The second report said that the malware is “well written” and has been “devastatingly effective,” targeting, among others, foreign ministries, NGOs, news organizations, NATO and the Tibetan government-in-exile. The first report says GhostNet infected at least 1,295 computers in 103 countries, “of which close to 30 percent can be considered as high-value diplomatic, political, economic, and military targets.”

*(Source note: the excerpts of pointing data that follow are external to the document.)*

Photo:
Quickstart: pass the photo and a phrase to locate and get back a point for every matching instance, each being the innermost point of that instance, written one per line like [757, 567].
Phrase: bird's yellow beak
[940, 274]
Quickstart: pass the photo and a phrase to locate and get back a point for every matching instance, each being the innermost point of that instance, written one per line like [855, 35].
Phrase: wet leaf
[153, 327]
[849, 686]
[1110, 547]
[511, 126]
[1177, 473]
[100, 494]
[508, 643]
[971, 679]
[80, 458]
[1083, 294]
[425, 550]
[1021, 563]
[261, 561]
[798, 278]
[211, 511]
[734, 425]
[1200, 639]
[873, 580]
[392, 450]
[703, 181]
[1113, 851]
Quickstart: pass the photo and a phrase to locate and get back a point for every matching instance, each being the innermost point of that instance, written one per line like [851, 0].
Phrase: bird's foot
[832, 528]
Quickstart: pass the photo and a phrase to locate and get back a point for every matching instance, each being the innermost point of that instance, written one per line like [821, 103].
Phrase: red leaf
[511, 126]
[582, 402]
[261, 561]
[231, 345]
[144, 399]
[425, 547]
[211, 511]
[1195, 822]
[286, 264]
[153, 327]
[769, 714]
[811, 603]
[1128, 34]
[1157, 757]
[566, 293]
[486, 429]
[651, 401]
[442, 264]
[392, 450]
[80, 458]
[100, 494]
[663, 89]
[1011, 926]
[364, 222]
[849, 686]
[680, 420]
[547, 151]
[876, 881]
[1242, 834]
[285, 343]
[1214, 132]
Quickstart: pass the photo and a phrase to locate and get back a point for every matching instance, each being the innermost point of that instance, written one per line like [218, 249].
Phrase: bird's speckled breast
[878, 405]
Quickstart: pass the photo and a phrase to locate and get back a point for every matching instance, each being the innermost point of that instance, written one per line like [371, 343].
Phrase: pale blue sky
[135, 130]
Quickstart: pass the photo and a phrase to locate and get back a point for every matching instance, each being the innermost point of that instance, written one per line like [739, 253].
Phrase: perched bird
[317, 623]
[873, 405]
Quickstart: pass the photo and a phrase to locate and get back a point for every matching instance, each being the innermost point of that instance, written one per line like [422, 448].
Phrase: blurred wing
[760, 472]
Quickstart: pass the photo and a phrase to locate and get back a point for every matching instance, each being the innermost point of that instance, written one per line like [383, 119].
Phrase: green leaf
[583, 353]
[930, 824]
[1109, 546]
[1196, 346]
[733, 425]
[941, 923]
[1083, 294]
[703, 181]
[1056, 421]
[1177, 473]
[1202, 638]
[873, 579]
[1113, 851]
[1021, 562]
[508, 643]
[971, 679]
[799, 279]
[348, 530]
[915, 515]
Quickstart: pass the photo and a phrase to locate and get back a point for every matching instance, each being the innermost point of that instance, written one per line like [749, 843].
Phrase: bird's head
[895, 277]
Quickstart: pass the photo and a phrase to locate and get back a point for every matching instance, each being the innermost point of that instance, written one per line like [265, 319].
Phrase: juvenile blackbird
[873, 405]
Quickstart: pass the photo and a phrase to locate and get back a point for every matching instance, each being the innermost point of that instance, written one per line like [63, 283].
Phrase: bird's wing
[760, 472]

Beyond collecting information, the software developed in China, known as gh0st RAT, allows attackers to gain full, real-time control of, send instructions to and retrieve information from the targeted computer.
In the private realm, the implications of cyber espionage as a tool of repression are devastating. In one instance, a woman working for Drewla, a group that uses online chatting forums to reach out to Chinese and educate them on the plight of Tibetans, was arrested at the Nepalese-Tibetan border as she was returning to her village in Tibet. She was interrogated by Chinese intelligence officers, held incommunicado and presented with the full transcripts of her Internet chat activity. She was then banned from Tibet.
While the Tracking GhostNet report is careful not to attribute all cyber attacks to intelligence-gathering operations by Beijing, it is active in that domain and has used actionable intelligence collected electronically to pursue its objectives.
Although the reports paid special attention to Chinese spying on Tibetans, in the process the authors determined that of 986 known infected IP hosts in 93 countries, Taiwan had the most — 148 — including its embassy in Swaziland, the Institute for Information Industry, Net Trade, the Taiwan External Trade Development Council and the Government Service Network.
Coupled with evidence that, despite President Ma Ying-jeou’s (馬英九) cross-strait peace initiative, China has not taken the military option off the table, revelations of China’s cyber espionage network raise questions about the wisdom of intensifying relations with China. If, as can be assumed, China remains committed to targeting Taiwan for intelligence collection, then the more electronic contact there is between the two sides, the greater the opportunities will be for the transmission of malware. The repercussions in the banking and high-tech sectors, not to mention defense and public safety, could be huge.
China could target individuals, especially in pro-independence groups and opponents of cross-strait agreements. As fear of, and opposition to, agreements with China that risk undermining the sovereignty of Taiwan increases, China can be expected to monitor dissidents in ways that recall its treatment of Tibetans, as outlined in the reports.
Chinese intelligence has a long history of such activity but until recently its espionage was done through human intelligence. Now that communication is mostly electronic, however, espionage can be carried out remotely and with greater efficiency. Given the stakes, Taiwan should conduct its own study on the matter.